Ted Zeller, APA board chairman

The Allentown Parking Authority board last year ordered enforcement officers to honk their horns and wait 90 seconds before writing double-parking citations.

But that initiative “just wasn’t working,” as many people would just drive around the block and before double-parking again, Zeller said.

Enforcers still will “encourage” people who are in their double-parked vehicles to move but will be quicker to write citations, he said.
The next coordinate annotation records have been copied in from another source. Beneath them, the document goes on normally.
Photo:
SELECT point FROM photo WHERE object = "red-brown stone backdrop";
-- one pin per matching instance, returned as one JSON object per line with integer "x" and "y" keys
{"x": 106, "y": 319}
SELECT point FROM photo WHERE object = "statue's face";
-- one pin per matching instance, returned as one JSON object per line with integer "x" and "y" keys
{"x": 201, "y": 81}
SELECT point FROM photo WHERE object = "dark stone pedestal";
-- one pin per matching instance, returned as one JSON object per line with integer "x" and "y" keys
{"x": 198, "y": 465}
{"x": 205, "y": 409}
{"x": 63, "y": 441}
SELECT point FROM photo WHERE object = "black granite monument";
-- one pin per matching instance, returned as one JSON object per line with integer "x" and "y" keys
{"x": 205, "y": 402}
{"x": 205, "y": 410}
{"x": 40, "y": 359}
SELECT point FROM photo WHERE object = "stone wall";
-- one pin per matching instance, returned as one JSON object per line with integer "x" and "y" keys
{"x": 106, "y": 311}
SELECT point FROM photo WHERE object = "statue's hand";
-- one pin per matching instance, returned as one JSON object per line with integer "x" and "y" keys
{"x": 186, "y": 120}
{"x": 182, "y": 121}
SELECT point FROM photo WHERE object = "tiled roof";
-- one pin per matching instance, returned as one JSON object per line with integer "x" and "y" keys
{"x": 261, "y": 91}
The agency projects that a series of internal policy changes will bring in more than $1 million

'Adjusting the levers'

Allentown Parking Authority officials soon will ask City Council to raise street parking rates in the Central Business District from $2 an hour to $2.50 an hour. That could generate another $104,000 by the end of 2024, according to the parking authority’s projections.

Raising rates for on-street spots will encourage more people to use parking decks for longer stops in the city, Zeller said.

Not increasing on-street rates is “just going to encourage people to get parking tickets because they're paying about the same as they (would) if they went into a deck,” Zeller said.

Parking authority officials also will urge council to bring the city’s parking-violation fines in line with regional rates, Zeller said.

“Nobody wants to pay more for parking, and nobody wants to get a parking ticket. And nobody wants to pay for a parking ticket that’s more expensive than the last parking ticket they got.”
Ted Zeller, APA board chairman on expected backlash

Citations for almost all types of parking violations are cheaper in Allentown than any comparable city in the region — Bethlehem, Easton, Reading, Lancaster and York — with tickets set at $15 for a slew of first-time offenses, according to statistics provided by the parking authority.

The city’s $100 fine for double parking is the only violation that costs more in Allentown than most other cities in the region.

Many of the city’s parking violation rates “haven’t been raised in 20 years,” Zeller said.

“Parking penalties are critical to the math” of filling the budget hole, he said.

Zeller said he expects some backlash from residents against the Allentown Parking Authority in the face of higher fees.

“Nobody wants to pay more for parking, and nobody wants to get a parking ticket,” he said. “And nobody wants to pay for a parking ticket that’s more expensive than the last parking ticket they got.”

Many of the changes the Allentown Parking Authority implemented last year helped alleviate residents’ widespread rage about the agency, but some initiatives need to be tweaked, Zeller said.

“We're trying to adjust the levers the right way,” he said.